# Reliance Freedom Plan



## Doddy (Jan 18, 2005)

hello all

i want to ask one question about Reliance Infocomm 
on website of Reliance given the new rates

*www.relianceinfo.com/webapp/Infocomm/jsp/media/PressRelease.jsp?id=100

check the Freedom Plan , Monthly Charges  650

i don't understand one thing Surfing is Unlimited and data download is 1 GB

what is meaning of Surfing is Unlimited ?

if i surf on net like yahoo, google, thinkdigit etc
the data is downloaded in the form of images files and other files
that is part i don't understand

or if i download any software, mp3 files etc is that Data Download that reliance meantion?

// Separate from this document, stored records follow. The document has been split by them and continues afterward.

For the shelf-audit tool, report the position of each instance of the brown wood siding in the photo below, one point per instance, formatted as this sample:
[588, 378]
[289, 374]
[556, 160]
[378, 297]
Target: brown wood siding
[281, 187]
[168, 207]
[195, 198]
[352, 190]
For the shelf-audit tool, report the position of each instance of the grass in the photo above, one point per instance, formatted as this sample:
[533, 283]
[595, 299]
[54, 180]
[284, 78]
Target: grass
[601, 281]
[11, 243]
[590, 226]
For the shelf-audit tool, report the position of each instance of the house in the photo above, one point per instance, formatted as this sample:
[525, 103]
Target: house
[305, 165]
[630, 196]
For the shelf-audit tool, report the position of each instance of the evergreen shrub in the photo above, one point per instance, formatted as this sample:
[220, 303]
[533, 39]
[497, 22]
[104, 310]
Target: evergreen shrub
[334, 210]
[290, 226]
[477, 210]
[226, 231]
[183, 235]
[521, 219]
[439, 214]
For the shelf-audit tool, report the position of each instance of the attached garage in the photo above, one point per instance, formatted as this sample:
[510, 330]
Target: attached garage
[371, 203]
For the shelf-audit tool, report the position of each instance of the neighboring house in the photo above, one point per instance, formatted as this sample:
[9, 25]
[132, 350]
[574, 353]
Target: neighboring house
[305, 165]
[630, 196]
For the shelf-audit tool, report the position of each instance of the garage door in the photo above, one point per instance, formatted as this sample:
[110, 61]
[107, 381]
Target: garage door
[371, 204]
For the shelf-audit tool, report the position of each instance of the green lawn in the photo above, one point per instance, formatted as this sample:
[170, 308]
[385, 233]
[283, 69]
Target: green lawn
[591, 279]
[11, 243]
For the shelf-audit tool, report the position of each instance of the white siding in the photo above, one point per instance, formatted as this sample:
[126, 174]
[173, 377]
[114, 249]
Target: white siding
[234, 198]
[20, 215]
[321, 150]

or i am completly wrong ... i have not contacted reliance customer care.

help me out.


----------



## Sourabh (Jan 18, 2005)

it just means that

total upload+ download = data transfer availble by default for free in that plan is 650 Rs. so even the data downloaded thry webpages, images, file downloads , uploads, even pinging websites to check whether ur connection is alive lolz is included in the data transfer

to the best i can understand, unlimited surfing just means that for a normal user who only surfs 1Gb data transfer is more than sufficient

for more info contact their customer care, it really is good except that they say to call another number everytime for these queries


----------